The Group's established multi-utility businesses, comprising power generation (in both contracted and merchant markets) and power transmission in Malaysia, Singapore, Indonesia and Australia, water and sewerage services in the UK and merchant multi-utility businesses in Singapore, continued to perform steadily during the quarter under review. Although the division's 'Yes' mobile broadband operations continued to register a loss due to the upfront implementation costs to build the 4G network for scale from the outset, this has begun to be mitigated by higher revenue from growing subscriber levels.
YTL Power declared a 1.875% or 0.9375 sen per share third interim dividend for the financial year ending 30 June 2012. The book closure and payment dates for the dividend are 12 June 2012 and 27 June 2012, respectively.
YTL LAND & DEVELOPMENT BERHAD
YTL Land Registers Revenue of RM446 Million & Net Profit of RM19 Million
YTL Land's revenue soared to RM446.2 million for the 9 months ended 31 March 2012, compared to RM64.4 million for the same period last year, whilst net profit attributable to shareholders grew to RM19.1 million over RM8.5 million last year. The better performance was due mainly to the ongoing development of The Capers, being developed under the Group's Sentul urban regeneration project, and the Lakefront and Sandy Island projects being undertaken by the Group's property development companies in Singapore.
YTL E-SOLUTIONS BERHAD
YTL e-Solutions Achieves Revenue of RM64 Million & Net Profit of RM27 Million
YTL e-Solutions registered an increase in revenue to RM63.7 million for the 9 months ended 31 March 2012 compared to RM51.8 million for the same period last year, due mainly to fee income derived from a spectrum sharing agreement in relation to the Group's 2.3GHz Worldwide Interoperability for Microwave Access (WiMAX) spectrum. Meanwhile, net profit attributable to shareholders decreased to RM26.9 million over RM28.8 million last year, largely due to the absence of the gain on the disposal of the company's stake in Extiva Communications Sdn Bhd recorded last year.
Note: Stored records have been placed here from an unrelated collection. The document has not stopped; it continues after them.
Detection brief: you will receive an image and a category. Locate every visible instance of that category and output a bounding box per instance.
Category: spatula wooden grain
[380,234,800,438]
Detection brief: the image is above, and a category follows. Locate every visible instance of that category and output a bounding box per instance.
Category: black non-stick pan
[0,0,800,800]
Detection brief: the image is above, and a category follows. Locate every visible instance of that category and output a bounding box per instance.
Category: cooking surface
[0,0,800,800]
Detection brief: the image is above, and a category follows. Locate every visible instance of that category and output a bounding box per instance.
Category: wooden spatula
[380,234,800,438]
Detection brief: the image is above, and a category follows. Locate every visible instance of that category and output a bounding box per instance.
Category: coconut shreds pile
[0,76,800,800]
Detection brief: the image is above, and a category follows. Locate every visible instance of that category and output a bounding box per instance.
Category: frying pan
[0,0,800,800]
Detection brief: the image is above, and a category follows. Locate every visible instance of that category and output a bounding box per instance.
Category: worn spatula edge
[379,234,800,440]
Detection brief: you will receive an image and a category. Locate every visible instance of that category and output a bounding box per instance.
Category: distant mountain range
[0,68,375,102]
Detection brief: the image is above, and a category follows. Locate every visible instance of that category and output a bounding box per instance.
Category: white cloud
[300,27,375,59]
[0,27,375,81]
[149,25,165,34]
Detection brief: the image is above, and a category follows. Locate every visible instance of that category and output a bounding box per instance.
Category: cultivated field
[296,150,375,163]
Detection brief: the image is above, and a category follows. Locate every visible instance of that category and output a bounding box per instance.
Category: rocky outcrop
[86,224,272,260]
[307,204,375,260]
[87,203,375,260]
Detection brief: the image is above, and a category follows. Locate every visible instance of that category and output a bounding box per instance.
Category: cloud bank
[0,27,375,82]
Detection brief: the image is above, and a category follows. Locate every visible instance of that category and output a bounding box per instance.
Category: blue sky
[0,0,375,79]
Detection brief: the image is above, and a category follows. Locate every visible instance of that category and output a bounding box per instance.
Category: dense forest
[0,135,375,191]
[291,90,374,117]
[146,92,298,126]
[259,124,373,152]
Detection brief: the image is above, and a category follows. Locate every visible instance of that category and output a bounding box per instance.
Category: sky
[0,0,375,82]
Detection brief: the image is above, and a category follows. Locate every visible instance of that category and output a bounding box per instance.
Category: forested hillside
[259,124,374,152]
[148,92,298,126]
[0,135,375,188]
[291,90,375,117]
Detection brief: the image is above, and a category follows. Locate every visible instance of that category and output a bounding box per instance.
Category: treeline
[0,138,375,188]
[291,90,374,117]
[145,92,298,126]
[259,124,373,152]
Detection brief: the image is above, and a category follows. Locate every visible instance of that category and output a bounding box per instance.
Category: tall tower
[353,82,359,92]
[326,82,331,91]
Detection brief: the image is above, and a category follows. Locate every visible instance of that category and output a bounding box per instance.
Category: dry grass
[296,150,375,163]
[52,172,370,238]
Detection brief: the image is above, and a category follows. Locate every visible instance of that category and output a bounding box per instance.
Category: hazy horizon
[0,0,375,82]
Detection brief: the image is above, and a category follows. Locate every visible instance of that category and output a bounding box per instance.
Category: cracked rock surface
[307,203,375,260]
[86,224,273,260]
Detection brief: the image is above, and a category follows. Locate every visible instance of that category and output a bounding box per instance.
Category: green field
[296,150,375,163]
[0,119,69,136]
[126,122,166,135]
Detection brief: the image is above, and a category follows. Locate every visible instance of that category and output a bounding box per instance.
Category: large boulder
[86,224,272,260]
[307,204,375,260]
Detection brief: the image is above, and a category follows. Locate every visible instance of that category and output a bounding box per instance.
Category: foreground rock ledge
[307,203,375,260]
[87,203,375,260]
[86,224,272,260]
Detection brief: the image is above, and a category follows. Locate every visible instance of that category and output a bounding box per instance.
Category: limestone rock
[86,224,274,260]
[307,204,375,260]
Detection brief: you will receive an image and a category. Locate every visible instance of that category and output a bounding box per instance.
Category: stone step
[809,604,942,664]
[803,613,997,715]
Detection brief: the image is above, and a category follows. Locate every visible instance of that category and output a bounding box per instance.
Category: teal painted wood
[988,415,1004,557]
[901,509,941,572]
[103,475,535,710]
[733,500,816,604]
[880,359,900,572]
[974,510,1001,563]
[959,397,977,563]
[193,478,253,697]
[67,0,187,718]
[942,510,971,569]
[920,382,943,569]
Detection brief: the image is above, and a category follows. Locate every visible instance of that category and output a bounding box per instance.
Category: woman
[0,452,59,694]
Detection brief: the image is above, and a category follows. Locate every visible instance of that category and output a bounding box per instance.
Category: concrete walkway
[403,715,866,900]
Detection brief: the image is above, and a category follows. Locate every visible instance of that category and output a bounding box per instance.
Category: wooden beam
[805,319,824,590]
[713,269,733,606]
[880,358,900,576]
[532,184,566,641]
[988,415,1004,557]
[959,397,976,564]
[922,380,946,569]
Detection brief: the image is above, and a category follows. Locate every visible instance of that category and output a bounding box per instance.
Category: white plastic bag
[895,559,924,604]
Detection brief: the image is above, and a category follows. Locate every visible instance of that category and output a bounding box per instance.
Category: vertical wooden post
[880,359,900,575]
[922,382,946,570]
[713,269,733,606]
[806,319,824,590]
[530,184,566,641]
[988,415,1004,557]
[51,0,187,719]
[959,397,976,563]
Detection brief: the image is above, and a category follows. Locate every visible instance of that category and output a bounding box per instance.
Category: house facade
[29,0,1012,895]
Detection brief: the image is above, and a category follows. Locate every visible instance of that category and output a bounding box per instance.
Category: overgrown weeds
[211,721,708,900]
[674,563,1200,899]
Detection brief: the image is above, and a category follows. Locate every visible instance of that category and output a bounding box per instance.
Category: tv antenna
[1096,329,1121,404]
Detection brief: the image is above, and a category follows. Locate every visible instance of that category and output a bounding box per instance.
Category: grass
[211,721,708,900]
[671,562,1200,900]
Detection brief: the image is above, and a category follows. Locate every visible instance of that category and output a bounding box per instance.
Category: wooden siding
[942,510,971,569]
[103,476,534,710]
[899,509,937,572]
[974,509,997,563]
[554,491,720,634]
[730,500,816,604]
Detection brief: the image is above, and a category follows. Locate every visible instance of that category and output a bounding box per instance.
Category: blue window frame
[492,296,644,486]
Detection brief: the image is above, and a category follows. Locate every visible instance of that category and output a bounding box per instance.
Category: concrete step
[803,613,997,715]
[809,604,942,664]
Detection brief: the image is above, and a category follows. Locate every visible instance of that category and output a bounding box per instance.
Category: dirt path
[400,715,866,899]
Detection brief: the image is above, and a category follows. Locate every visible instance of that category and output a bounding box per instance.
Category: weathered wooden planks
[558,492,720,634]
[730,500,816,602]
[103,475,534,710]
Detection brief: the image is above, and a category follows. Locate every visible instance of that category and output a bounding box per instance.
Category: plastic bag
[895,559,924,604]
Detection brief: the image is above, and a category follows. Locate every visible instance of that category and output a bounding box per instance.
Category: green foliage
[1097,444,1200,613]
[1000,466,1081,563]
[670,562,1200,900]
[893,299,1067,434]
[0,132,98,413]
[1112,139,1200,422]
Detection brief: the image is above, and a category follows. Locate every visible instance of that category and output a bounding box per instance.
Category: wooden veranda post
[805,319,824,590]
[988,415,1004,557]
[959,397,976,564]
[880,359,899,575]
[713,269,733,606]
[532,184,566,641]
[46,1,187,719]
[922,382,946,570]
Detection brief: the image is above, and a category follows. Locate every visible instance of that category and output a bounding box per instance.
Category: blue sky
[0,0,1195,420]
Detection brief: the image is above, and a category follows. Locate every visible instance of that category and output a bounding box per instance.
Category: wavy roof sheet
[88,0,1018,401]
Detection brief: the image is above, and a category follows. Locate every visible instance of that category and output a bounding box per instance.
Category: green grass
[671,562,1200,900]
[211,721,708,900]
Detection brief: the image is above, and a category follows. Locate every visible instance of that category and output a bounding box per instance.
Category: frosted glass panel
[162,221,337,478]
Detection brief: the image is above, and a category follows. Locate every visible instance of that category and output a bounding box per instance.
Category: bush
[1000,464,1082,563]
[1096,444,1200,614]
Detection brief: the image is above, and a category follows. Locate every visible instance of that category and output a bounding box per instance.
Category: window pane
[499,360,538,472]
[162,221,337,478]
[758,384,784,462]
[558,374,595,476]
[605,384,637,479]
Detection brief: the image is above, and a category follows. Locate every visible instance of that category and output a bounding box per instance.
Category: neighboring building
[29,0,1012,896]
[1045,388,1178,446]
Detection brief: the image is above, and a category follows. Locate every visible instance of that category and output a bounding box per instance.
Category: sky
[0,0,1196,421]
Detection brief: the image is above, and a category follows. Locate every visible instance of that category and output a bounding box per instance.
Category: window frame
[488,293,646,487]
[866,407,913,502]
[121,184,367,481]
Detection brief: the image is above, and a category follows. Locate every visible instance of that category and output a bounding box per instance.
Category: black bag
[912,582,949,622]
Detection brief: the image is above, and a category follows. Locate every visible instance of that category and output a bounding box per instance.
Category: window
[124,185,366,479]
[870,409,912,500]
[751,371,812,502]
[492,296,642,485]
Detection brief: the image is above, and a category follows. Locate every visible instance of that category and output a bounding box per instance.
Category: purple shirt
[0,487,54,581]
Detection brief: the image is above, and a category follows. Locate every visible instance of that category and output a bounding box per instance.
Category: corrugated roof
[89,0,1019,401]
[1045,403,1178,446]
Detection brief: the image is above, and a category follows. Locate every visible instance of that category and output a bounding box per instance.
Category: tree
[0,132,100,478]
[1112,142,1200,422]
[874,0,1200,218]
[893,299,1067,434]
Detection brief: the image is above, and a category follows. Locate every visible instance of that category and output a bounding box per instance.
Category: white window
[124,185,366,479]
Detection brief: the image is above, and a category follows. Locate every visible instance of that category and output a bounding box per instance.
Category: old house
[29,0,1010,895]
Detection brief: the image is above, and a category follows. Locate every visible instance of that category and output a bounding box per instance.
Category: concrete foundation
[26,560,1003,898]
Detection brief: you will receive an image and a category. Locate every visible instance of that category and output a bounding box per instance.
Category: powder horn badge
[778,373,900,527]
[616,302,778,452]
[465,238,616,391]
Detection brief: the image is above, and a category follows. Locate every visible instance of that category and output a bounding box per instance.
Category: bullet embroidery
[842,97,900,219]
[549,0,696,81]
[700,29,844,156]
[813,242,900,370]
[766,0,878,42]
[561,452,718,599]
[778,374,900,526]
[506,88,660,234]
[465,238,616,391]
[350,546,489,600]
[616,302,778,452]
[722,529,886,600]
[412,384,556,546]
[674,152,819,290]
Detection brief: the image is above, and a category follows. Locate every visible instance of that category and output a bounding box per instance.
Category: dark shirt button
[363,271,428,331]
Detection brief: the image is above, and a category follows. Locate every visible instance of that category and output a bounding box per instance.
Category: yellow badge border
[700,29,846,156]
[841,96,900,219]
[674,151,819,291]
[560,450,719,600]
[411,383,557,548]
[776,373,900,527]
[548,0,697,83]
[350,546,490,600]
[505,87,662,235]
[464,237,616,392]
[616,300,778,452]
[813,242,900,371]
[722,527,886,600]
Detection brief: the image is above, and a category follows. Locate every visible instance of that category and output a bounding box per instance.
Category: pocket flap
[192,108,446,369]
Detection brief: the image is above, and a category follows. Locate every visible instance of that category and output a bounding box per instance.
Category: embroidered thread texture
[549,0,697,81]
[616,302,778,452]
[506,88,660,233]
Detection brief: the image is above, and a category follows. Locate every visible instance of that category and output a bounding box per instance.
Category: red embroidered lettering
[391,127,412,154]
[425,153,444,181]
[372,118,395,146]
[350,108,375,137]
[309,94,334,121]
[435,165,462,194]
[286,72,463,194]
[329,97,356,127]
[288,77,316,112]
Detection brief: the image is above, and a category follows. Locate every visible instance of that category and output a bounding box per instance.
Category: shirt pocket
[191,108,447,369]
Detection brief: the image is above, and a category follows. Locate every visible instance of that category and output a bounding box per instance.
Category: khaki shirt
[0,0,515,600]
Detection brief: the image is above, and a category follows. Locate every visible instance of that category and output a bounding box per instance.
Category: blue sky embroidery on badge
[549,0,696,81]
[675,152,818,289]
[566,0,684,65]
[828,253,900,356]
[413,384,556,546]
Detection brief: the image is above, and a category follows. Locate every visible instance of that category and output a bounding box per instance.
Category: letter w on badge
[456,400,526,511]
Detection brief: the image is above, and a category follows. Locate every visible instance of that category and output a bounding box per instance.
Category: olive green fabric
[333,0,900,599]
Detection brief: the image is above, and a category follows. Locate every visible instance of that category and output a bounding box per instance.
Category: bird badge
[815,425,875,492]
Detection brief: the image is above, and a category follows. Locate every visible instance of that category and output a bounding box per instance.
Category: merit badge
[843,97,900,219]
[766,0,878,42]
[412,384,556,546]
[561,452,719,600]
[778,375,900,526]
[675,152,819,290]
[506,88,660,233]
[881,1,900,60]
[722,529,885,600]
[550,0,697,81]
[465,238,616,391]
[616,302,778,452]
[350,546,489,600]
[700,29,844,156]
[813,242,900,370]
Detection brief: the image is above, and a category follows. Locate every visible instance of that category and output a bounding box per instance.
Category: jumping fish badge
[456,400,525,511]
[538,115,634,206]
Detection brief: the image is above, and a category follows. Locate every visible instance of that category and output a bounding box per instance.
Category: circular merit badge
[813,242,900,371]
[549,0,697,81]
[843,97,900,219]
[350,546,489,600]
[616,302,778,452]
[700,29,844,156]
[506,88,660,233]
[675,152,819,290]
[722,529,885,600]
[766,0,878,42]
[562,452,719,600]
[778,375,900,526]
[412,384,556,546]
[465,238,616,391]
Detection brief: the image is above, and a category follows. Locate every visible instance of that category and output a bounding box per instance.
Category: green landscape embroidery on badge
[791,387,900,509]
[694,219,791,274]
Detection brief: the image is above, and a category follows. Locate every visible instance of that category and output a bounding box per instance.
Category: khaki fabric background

STARHILL REAL ESTATE INVESTMENT TRUST
Starhill REIT Records Net Revenue of RM53 Million & Realised Income of RM78 Million
Starhill REIT recorded net revenue of RM52.9 million and realised income of RM78.3 million for the 9 months ended 31 March 2012. The improved performance arose mainly as a result of the Trust's acquisition of 9 hotel properties during the last quarter as part of the repositioning of its portfolio to focus on hotel and hospitality-related assets. The Trust now owns the Pangkor Laut, Tanjong Jara and Cameron Highlands resorts, the Vistana chain of hotels, the Ritz-Carlton Kuala Lumpur and The Residences at The Ritz-Carlton Kuala Lumpur, as well as its first international property, Hilton Niseko in Japan.